When fishing for lake trout, you have to know the details for better fishing results.
Brook trout, Rainbows and Cutthroats thrive in cold water lakes where there is a satisfactory amount of dissolved oxygen in the water (above 3 parts of oxygen per million of water) and where the food supply is good.
Fishing for lake trout in the East this usually means small lakes and ponds. In the West, most of this type of fishing is in mountain lakes, or in Northern waters like the British Columbia and Pend d’Orielle, Idaho, lakes.
Fishing for trout in pond or lake is much like fishing the still waters and deep, slow-moving pools of a stream. When the trout are near the surface, they’ll take flies or surface lures.
If they are down deep, you have to use some deep fishing method to get them.
The main thing that determines at what depth the trout will be is the water temperature. Barometric pressure has some effect on this, but the thermometer really tells the story. So bring a thermometer when you want to go fishing for lake trout.
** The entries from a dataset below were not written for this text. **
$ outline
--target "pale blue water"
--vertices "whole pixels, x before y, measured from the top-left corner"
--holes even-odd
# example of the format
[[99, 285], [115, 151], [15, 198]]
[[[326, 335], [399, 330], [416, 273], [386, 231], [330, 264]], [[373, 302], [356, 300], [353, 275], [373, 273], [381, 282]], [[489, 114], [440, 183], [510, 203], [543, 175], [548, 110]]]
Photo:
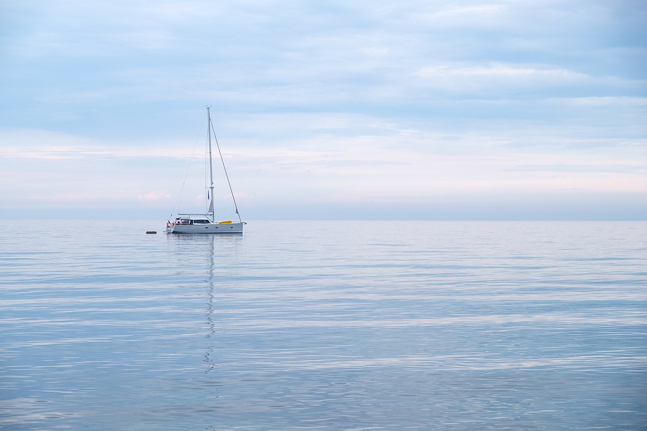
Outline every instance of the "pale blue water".
[[3, 227], [3, 429], [647, 429], [645, 222]]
Fishing for lake trout tactics
To get back to fishing for lake trout of normal size, if you find them on the shorelines of the pond or lake you are fishing, which you are likely to do in water from 55° to 60° and occasionally up to 65°, then either a dry fly or a wet fly, cast to the shoreline, will give you great sport. The lake trout may be cruising; if not, you’ll find them near under-water logs, rocks, rock ledges or brush cover. Under low, overhanging branches or foliage of any kind is also a good place for shoreline trout. Clear water spaces between weed beds are good spots, too.
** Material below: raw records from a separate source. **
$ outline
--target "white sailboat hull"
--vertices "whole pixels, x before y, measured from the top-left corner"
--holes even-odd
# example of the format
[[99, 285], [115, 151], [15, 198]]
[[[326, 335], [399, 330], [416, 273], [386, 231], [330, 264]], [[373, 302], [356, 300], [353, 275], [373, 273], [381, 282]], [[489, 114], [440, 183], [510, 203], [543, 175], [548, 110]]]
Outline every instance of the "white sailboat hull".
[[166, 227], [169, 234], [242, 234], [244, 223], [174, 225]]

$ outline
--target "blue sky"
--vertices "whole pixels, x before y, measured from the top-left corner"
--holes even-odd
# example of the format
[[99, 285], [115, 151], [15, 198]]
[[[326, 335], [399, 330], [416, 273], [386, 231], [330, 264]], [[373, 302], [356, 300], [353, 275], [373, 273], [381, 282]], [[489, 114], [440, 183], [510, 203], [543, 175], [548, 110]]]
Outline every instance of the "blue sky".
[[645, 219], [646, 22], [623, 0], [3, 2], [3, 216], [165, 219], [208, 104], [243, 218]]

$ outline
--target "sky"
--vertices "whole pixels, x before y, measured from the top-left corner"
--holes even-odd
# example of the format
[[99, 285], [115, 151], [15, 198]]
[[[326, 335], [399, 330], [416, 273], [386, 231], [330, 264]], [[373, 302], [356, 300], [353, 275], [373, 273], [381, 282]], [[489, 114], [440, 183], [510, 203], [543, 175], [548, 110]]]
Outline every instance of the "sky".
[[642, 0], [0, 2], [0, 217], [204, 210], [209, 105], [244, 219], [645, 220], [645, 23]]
Any brooks that flow into the pond or lake are favorite feeding grounds, especially just over and beyond the sand or gravel bar commonly found where the flow of water from the stream spreads out into the lake. Small trout-size bass bugs and popper bugs will usually do very well on shoreline trout.
For fishing at lake trouts, the shore lines, a canoe or boat is much more usable than a raft. If the water is clear and there’s no breeze, you’ll need a long leader, 10 ft. to 18 ft., tapered to 2X or 4X, depending on the size of trout expected and how scary they are.
For this work bucktails and streamer flies, as well as nymphs, are good. Fly sizes for different conditions vary all the way from No. 8 clear to No. 16. Fish the bucktails, streamers and fancy type wet flies by the action retrieve. Nymphs should be fished by a very slow hand twist retrieve, allowing the nymph to settle on the bottom occasionally if there are not too many snags. I hope this helps while fishing for lake trout.